Дядя Терентий идет к зароду, забирается наверх и с еще большим остервенением берется за работу.

Справедливость восстановлена. Зло наказано. И мне уже чуть-чуть жаль Димку. Ко мне подходит тетя Клаша, мать Димки. Она гладит меня теплой и мягкой ладонью по волосам.

- Не держи обиду на парнишку... Пошутил он... Нехорошо пошутил... Глуп еще...

- Тетя Клаша, я... что? Я... уже... совсем-совсем не обижаюсь.

- Ну, и ладно, - мягко говорит женщина. – Прощать ведь тоже надо уметь... Не каждый умеет...

Сметав сено на лугах, мы принимаемся за уборку многолетних трав на полях, что неподалеку от деревни. И снова работа. И вновь жажда стать первым. И опять неуемное стремление заслужить от старших похвалу, похвалу от дяди Лёши, а того слаще – от самого председателя.

Дядя Лёша скуп на слова. И строг со всеми. Завидев издали его, костыляющего, колхозники спешно заканчивали «перекур» и брались за работу.


Как-то под вечер я стою и оглаживаю своего Серого. Сзади подходит дядя Лёша. Притянул меня за плечи к себе и шершавой ладонью взъерошил мои непослушные волосы, хмыкнул, выпустив из носа изрядную струю махорочного дыма, сказал:

- Славный парнишка растет у агронома, - еще раз непонятно хмыкнув, добавляет. – Не то, что мой оболтус.
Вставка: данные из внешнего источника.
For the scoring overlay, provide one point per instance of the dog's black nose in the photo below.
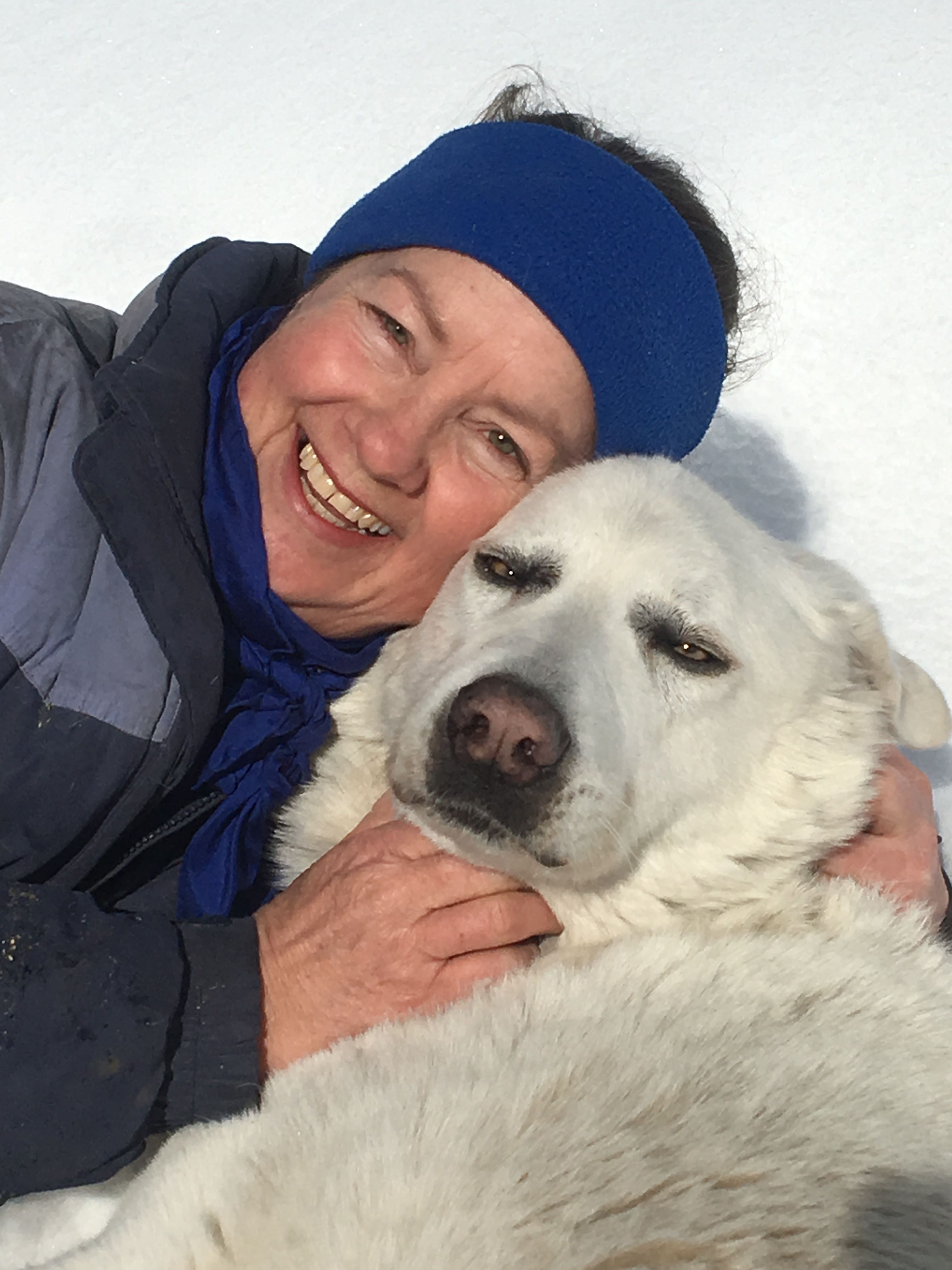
(508, 728)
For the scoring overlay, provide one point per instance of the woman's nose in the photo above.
(394, 445)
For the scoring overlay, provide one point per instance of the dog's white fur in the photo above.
(756, 1073)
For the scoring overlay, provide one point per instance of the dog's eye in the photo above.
(694, 652)
(516, 573)
(497, 569)
(695, 657)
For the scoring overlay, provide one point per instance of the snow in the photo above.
(820, 133)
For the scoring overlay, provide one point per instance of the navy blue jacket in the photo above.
(116, 1020)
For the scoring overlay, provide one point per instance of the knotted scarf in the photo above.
(281, 675)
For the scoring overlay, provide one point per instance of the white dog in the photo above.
(662, 719)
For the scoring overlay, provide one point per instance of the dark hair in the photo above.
(535, 103)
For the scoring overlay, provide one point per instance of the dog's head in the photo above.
(625, 663)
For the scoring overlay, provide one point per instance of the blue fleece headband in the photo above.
(593, 244)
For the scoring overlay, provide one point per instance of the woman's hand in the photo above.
(899, 853)
(385, 925)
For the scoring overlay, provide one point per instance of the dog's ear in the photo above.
(921, 716)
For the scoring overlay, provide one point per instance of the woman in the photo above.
(211, 518)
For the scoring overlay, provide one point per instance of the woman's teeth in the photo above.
(318, 486)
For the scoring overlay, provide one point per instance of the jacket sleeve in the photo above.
(113, 1027)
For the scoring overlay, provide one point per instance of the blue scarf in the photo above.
(281, 675)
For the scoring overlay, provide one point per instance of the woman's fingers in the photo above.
(485, 923)
(461, 975)
(899, 851)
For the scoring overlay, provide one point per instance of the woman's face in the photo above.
(423, 390)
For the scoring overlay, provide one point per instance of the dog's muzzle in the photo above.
(498, 758)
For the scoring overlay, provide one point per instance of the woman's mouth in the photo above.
(331, 503)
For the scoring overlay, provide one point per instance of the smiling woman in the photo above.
(418, 389)
(215, 508)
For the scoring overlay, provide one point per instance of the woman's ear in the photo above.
(921, 716)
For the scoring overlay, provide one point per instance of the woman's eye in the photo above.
(504, 444)
(398, 333)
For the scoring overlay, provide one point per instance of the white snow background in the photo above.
(819, 130)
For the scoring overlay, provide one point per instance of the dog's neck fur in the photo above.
(749, 865)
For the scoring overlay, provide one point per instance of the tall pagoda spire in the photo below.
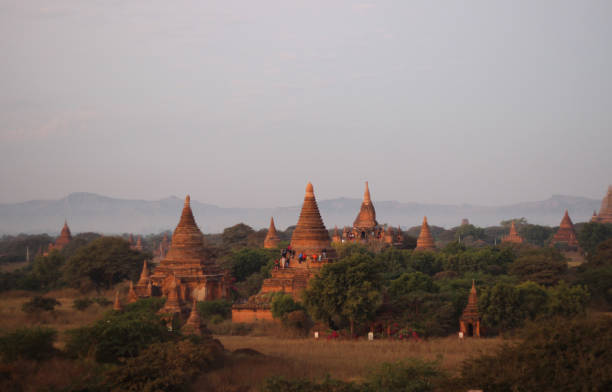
(310, 235)
(513, 236)
(366, 219)
(272, 239)
(425, 240)
(566, 233)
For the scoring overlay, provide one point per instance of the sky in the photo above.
(241, 103)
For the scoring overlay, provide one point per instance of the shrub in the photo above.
(282, 304)
(29, 343)
(165, 366)
(118, 335)
(411, 375)
(218, 307)
(559, 355)
(82, 303)
(39, 303)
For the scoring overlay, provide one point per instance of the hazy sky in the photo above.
(240, 103)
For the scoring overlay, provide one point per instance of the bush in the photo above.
(165, 366)
(218, 307)
(119, 335)
(39, 303)
(82, 303)
(559, 355)
(282, 304)
(28, 343)
(412, 375)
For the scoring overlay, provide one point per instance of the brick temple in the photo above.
(366, 229)
(566, 235)
(513, 237)
(272, 239)
(605, 212)
(61, 241)
(187, 272)
(425, 240)
(310, 239)
(469, 323)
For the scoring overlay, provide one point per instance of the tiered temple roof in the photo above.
(310, 235)
(272, 239)
(188, 261)
(566, 233)
(513, 236)
(425, 240)
(605, 212)
(366, 219)
(469, 323)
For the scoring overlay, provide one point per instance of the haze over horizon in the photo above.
(240, 104)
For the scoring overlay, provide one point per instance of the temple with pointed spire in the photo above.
(272, 239)
(366, 228)
(64, 239)
(425, 240)
(310, 249)
(605, 212)
(513, 237)
(469, 323)
(566, 235)
(187, 269)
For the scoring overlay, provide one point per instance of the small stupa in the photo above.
(272, 239)
(513, 237)
(469, 323)
(194, 324)
(366, 219)
(425, 240)
(605, 212)
(117, 304)
(566, 234)
(132, 297)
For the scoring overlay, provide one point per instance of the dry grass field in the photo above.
(64, 316)
(343, 359)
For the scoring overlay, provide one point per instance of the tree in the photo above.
(500, 307)
(47, 270)
(544, 266)
(245, 262)
(348, 289)
(105, 261)
(592, 234)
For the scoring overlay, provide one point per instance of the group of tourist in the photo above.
(287, 254)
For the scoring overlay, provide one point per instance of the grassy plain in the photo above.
(348, 360)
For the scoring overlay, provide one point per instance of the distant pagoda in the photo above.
(605, 212)
(425, 240)
(187, 268)
(469, 323)
(310, 239)
(272, 239)
(566, 234)
(61, 241)
(513, 237)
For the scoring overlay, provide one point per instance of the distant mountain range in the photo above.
(91, 212)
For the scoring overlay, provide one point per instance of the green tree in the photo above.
(500, 307)
(245, 262)
(567, 301)
(348, 289)
(592, 234)
(544, 266)
(105, 261)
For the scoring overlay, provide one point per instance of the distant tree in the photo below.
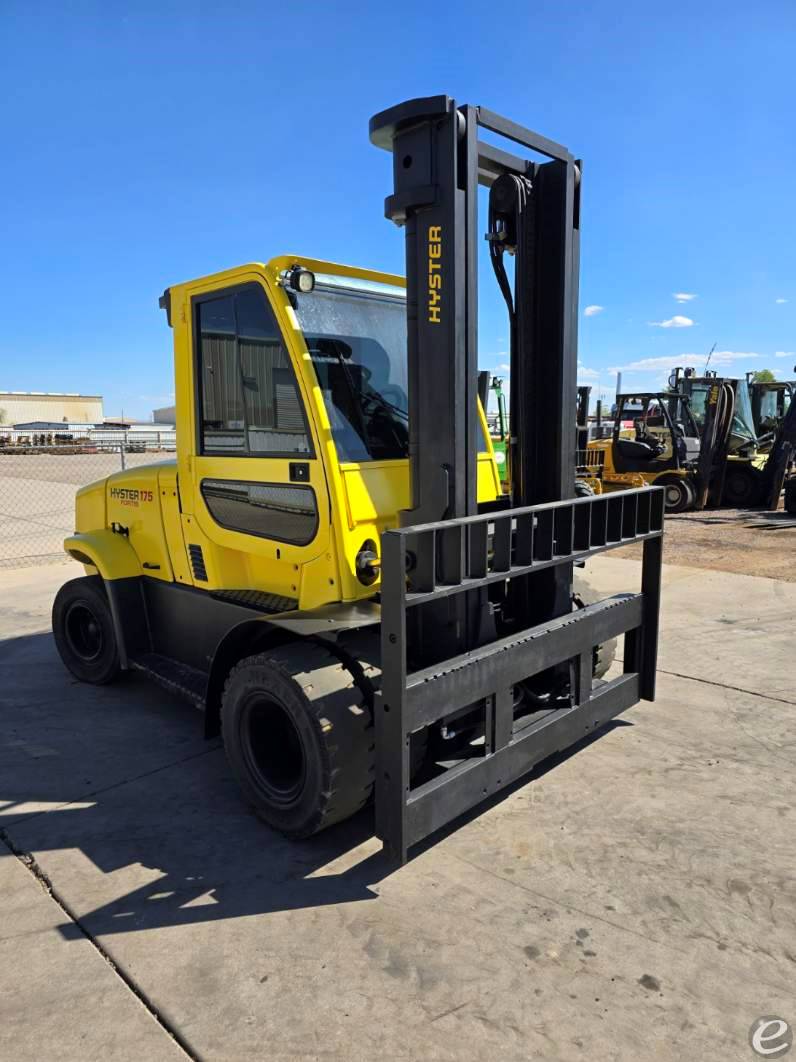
(763, 376)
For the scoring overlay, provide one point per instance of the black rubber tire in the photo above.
(316, 767)
(363, 648)
(678, 493)
(742, 486)
(605, 653)
(83, 629)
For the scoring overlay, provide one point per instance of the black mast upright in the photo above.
(435, 177)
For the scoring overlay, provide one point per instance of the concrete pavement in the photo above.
(636, 901)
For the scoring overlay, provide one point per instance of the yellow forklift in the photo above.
(732, 460)
(329, 569)
(655, 442)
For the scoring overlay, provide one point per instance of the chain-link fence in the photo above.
(39, 476)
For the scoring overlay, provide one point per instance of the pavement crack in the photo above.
(30, 863)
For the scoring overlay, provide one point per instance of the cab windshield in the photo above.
(356, 333)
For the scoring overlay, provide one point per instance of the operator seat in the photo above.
(628, 449)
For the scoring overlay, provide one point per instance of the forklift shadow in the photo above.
(174, 845)
(773, 520)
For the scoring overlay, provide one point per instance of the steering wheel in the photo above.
(395, 395)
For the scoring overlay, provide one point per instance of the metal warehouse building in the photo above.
(23, 407)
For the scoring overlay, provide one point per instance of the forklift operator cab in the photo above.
(664, 439)
(330, 570)
(293, 458)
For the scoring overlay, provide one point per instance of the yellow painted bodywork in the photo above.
(612, 480)
(162, 510)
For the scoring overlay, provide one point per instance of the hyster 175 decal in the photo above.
(130, 496)
(435, 273)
От похвалы я готов «пустить слезу», но держусь изо всех сил. Я податлив на ласку. И готов горы свернуть.

Пора сенокосная – быстротечна. Два-три дня отдыхаю: бегаю по грибы и ягоды, а то и на мелководную речушку, что течет за деревенской околицей.

И снова объявляется дядя Лёша.

- Генашка, выручай, - говорит он. – Пастухи опять скопытились.
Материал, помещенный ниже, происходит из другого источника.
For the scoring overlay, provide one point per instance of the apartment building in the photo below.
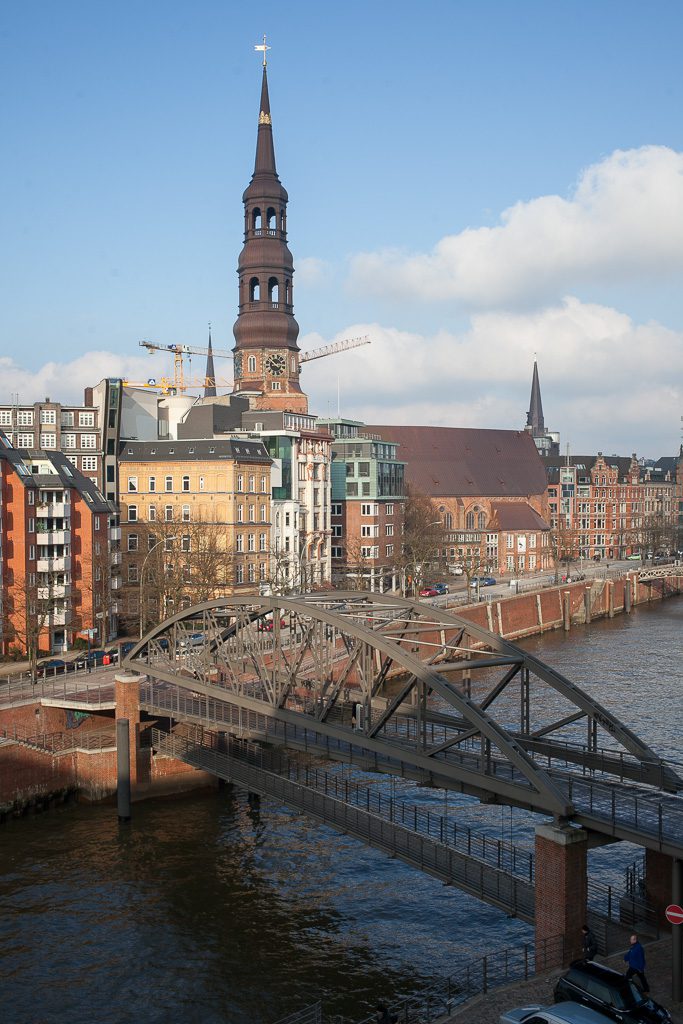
(367, 513)
(49, 426)
(55, 548)
(195, 521)
(611, 507)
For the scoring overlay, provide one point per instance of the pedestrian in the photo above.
(635, 957)
(590, 945)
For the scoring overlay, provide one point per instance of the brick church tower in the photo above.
(266, 354)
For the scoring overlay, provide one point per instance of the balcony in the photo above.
(53, 537)
(57, 590)
(52, 510)
(60, 564)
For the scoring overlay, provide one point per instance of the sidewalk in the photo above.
(486, 1009)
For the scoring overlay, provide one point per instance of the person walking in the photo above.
(590, 945)
(635, 957)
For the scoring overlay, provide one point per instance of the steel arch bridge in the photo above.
(408, 688)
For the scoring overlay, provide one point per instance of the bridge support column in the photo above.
(561, 893)
(128, 707)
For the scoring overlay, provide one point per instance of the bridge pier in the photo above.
(127, 695)
(561, 892)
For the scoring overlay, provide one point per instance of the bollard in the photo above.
(123, 769)
(566, 615)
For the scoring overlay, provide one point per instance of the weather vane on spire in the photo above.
(262, 46)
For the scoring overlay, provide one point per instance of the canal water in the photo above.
(209, 909)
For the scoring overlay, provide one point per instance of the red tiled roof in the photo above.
(445, 462)
(517, 515)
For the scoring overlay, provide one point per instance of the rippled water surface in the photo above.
(206, 908)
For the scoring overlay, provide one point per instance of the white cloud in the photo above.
(623, 221)
(607, 383)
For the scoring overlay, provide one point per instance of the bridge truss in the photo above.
(403, 687)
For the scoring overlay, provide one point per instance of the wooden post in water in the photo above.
(123, 769)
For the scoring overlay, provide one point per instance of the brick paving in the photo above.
(486, 1009)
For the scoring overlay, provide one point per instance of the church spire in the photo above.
(535, 419)
(210, 378)
(266, 354)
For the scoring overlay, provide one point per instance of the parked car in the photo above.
(608, 992)
(51, 668)
(267, 625)
(561, 1013)
(482, 582)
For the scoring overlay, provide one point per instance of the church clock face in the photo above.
(275, 365)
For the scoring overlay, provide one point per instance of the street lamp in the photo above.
(154, 547)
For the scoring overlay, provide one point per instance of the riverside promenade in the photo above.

Мне всё ясно. На языке бригадира означало одно: у пастухов очередной и затяжной запой.

- Дядя Лёша, а кто еще?

- На пару с моим оболтусом, - я разочарован. Он это замечает по моему лицу. Он успокаивает. – Ты... Это... Я ему строго-настрого... Чтобы – ни-ни... не гонял лодыря.

Несколько дней пасем колхозное стадо.

Но мне все же больше по душе пасти скот с личных подворий колхозников. Благо здесь с пастухами та же проблема. С чего такое предпочтение? Ларчик открывается просто. Тогда в деревне существовало неписаное правило: каждый двор обязан был кормить пастуха, причем три раза в день. Существовала очередность. И каждая хозяйка из кожи вон лезла, чтобы кормить пастухов как можно лучше. Соревновались между собой. И хотя время было голодное, но пастухов старались кормить обильно и вкусно...

Полдень. Стадо пригнали на отдых, к берегу речушки. Коровы, напившись речной воды, ложатся на берегу.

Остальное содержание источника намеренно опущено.